Thanks for the reply, James: that's what I was hoping you'd say. ;)

Offline jamespetts gb

  • Simutrans-Extended project coordinator
  • Moderator
  • *
  • Posts: 18696
  • Cake baker
    • Bridgewater-Brunel
  • Languages: EN
Re: Calibrating the passenger factor
« Reply #73 on: May 17, 2013, 08:53:01 PM »
Splendid!

Offline neroden

  • Devotees (Inactive)
  • *
  • Posts: 831
  • Nathanael Nerode
Re: Calibrating the passenger factor
« Reply #74 on: June 24, 2013, 06:38:22 AM »
On the other hand, London Underground services tend not to be as busy as one would expect -- except in the very centre of London. This is presumably because it's quite difficult to simulate the fact that Londoners are much more likely to use public transport.
I think the biggest problem is probably city growth patterns.  There is no mechanism to make cities grow more aggressively near places with public transportation, which is the mechanism which made London so dense, which is what made its public transportation so successful...  I would really like to implement something like that, so that when the city looks to add new buildings, it preferentially goes near well-served public transport stops, but I haven't really figured out how to do it yet.  It would require changing the new-building algorithm entirely. "renovate_percentage" should not exist; there should be some sort of weighted vector of locations, with a penalty for already having a building, but a bonus for having better public transport.

Offline neroden

  • Devotees (Inactive)
  • *
  • Posts: 831
  • Nathanael Nerode
Re: Calibrating the passenger factor
« Reply #75 on: June 24, 2013, 06:53:20 AM »
A problem remains, however, that will need the more detailed review of systems that I cannot achieve in time for the next release, which is this: because the current system of destination finding requires that destinations be within a certain fixed distance range, small towns near large towns become the destination for a disproportionate number of passengers, greatly increasing the congestion in those towns, even if there is nothing much of interest there to which passengers might want to travel. This should be addressed with the planned more fundamental overhaul of town growth and passenger destination finding.
In practice, it's totally realistic that small towns near large towns get big transportation and population booms -- as "commuter belt" towns.  One problem is the failure of the towns to densify properly, as mentioned above.

A second problem is the failure of the passenger destination code to consider industrial/commercial/residential in any sensible manner.  Passengers start at any building and go to any building. I think we should take a page from SimCity: most passengers should start at residential buildings, go to commercial, industrial, or tourist buildings (a fixed percentage for each) and then come back.

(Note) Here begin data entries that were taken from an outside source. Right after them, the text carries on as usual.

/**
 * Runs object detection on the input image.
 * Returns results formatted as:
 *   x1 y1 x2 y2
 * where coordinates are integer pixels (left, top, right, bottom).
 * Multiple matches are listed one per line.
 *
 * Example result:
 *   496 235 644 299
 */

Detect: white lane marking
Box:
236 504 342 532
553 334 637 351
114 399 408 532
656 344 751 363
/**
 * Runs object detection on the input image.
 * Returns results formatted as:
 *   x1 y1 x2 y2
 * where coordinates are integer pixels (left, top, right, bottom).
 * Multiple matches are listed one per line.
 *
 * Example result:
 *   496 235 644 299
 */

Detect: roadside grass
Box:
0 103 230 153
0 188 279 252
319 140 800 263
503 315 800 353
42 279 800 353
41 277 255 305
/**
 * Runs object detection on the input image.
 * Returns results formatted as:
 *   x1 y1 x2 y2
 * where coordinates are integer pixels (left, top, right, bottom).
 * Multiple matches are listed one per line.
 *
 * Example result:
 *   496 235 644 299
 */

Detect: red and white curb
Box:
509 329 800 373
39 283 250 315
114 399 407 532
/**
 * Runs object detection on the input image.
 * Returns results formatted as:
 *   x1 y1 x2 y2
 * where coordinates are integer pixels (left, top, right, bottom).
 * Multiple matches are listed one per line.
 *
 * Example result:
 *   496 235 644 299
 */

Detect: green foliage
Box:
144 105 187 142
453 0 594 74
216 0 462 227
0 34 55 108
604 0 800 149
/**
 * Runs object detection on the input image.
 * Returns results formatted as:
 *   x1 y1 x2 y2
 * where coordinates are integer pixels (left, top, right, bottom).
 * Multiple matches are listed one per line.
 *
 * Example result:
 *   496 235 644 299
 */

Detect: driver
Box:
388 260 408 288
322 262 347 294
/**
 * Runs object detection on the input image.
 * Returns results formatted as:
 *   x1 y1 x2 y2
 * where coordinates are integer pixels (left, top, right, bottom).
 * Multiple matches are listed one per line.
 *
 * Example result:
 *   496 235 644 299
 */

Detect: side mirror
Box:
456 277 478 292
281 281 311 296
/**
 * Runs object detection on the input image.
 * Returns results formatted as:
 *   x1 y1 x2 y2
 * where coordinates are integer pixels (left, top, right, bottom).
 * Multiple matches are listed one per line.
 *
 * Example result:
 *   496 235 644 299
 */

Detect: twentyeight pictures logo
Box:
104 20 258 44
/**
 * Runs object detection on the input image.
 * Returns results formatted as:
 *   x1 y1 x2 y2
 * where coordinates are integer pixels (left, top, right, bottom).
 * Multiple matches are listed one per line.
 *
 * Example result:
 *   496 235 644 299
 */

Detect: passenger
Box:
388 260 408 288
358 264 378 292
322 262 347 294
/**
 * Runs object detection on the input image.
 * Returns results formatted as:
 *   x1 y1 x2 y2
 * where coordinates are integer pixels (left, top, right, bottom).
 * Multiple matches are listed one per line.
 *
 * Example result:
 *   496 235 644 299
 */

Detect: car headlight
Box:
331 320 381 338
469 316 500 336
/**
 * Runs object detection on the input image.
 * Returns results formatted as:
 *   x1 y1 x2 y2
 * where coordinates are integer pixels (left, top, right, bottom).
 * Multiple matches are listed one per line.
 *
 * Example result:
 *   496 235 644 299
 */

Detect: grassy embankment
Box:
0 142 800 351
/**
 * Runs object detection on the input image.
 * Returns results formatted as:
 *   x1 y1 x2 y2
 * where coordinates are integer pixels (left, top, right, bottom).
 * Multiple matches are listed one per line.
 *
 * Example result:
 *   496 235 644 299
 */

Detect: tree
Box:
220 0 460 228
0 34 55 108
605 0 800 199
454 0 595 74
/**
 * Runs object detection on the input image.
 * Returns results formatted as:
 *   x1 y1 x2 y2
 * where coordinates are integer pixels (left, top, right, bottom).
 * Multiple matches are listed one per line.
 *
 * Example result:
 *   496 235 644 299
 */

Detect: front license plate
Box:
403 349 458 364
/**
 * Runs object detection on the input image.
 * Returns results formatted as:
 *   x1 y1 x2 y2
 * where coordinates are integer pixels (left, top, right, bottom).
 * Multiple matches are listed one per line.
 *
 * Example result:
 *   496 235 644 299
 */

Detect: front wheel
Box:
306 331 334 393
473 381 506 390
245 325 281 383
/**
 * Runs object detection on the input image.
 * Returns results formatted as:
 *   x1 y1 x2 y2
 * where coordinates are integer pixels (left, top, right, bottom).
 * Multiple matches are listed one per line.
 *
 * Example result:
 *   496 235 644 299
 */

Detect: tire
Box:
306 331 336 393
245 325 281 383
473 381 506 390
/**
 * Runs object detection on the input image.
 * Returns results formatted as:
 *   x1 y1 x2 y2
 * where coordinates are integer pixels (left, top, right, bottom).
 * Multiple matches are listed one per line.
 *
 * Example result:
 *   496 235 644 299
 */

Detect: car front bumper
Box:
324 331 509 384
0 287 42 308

Factories should be counted in industrial buildings for this purpose and should have a fixed employment level (unlike what is currently implemented in standard, which is simply bizarre: currently factories employ more people if they are near larger cities, which is weird and makes no sense).

A certain percentage of passengers should, of course, visit other residential buildings.

Finally, while most passengers should go "there and back", a small percentage should randomly go to a new destination before going home.

I think this system would probably be fairly straightfoward to implement (for the next version).  Certainly easier than fixing the city growth problem.  The "second trip" part would be the most work as it would require keeping track of the ultimate builidng of origin.  Actually, the building of origin is worth keeping track of anyway, because we can't send passengers home properly at the moment.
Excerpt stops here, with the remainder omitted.